I can't speak from personal experience with the adult division of HarperCollins, and I've read only one in-depth article on this controversy. But I'll offer my opinion for what it's worth.
There seem to be two separate issues. One is the claim that HC and Jessica Seinfeld stole the idea for the book from Lupine. This is at least debatable, as far as I can tell. As I note in my book, extremely similar ideas for books can (and DO) appear in the minds of different individuals. The fact that Lupine submitted her manuscript to HC does not prove that HC took the idea from her and gave it to Seinfeld--I'd want to see some evidence beyond the circumstantial. In this case, as the parent of a six-year-old and therefore fairly in touch with the books and other products with which parents are bombarded, I don't think it's at all unlikely for two authors to independently come up with the idea for a cookbook with cunningly disguised healthy recipes for children.

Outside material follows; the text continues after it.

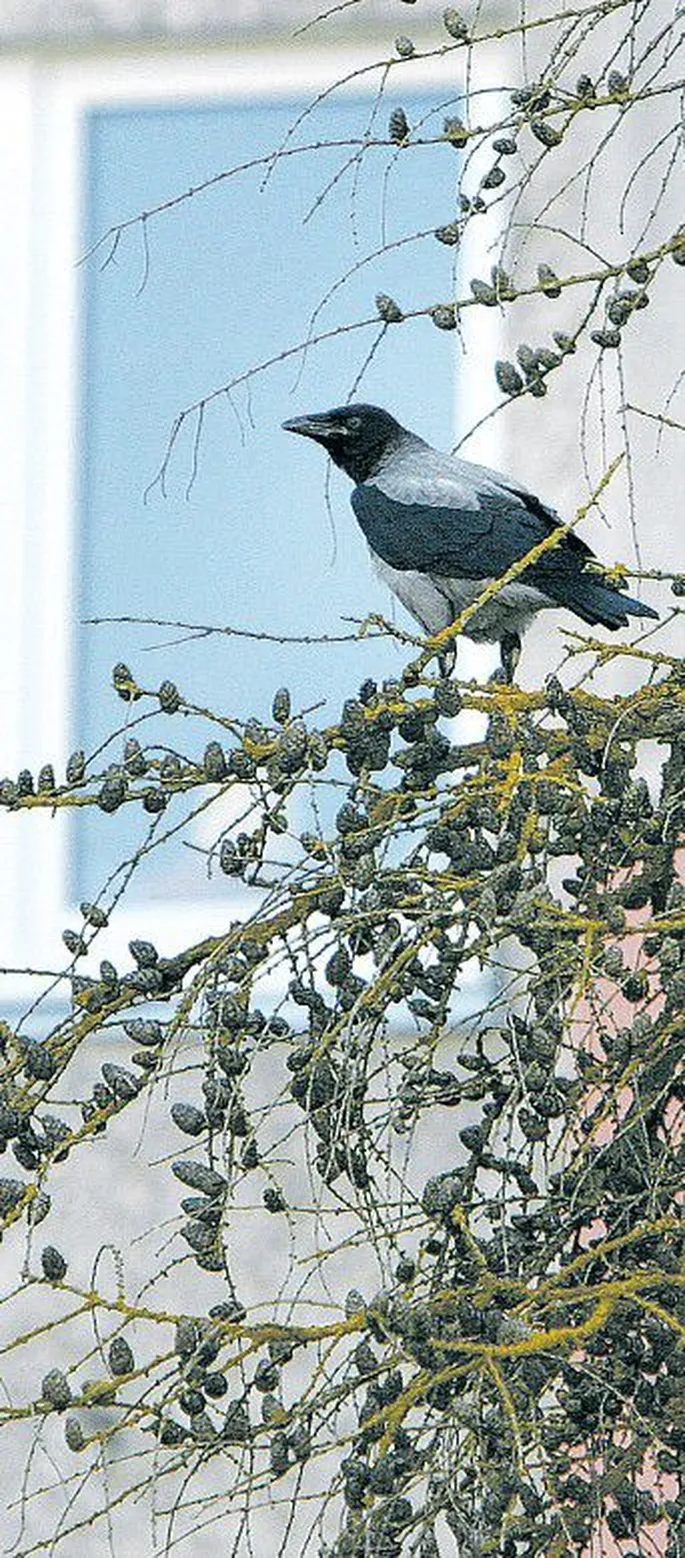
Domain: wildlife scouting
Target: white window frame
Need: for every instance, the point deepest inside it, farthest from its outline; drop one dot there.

The second issue is that some of the recipes appear to be very similar. This doesn't seem to me to prove anything. From what I've read, there are recipes in both books that are not only similar to each other but to recipes that can be found floating around on the Web. So perhaps the scandal is that BOTH of these authors didn't come up with hundreds of completely original recipes! Actually, I don't think that should be considered a scandal. Many cookbooks do draw on existing recipes, and in this case both books may have drawn on the same ones, a circumstance which the fans of Ms. Lupine's book, who kicked off the scandal by comparing recipes, did not seem to be aware of. Keep in mind that recipes are a very difficult kind of material if you want to determine "ownership" of copyrightable content. As I understand it, the Copyright Office doesn't consider the ingredients of a recipe to BE copyrightable--only the other writing the author does.

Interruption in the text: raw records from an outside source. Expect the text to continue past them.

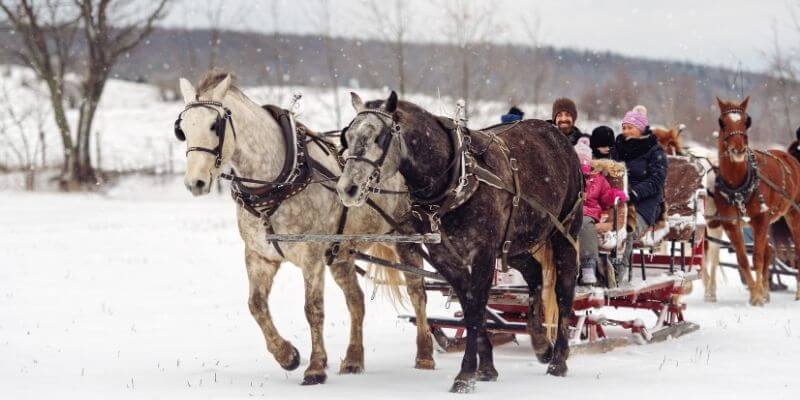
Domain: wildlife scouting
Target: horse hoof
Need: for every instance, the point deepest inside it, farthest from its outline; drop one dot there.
(314, 379)
(295, 362)
(757, 302)
(557, 369)
(545, 357)
(463, 386)
(350, 369)
(425, 364)
(488, 375)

So, I don't think that there was any stealing here, either of the idea or of specific recipes. And if what I say above does not convince you, then here is one further point, and a suggestion. In the article you cite, the timeline of events itself has some compelling evidence, at least from my insider's perspective. Ms. Lupine originally submitted a partial manuscript to HC in February of last year. In June, Ms. Seinfeld's book was acquired by HC in an AUCTION. The idea that HC would somehow feed the idea and some recipes to Seinfeld, who was then able to develop it into a complete manuscript in only four months, is unlikely (I found a blog that further develops this thought, so I won't). But here's the kicker: That HC would do something so underhanded AND allow the book to go to an auction, in which they had to bid against other houses to acquire this book that they had handed to Seinfeld, is absurd. If they are going to be so unethical as to hand her the project, wouldn't they insist on locking it up from the beginning? That doesn't make sense.
And here's the suggestion: Please take a look at some of the more recent articles about the issue--the one that you linked is, I think, one of the first, and the reporting since then has developed the story a bit.
Hope that helps, and thanks for writing. You helped me clarify my own thinking on this.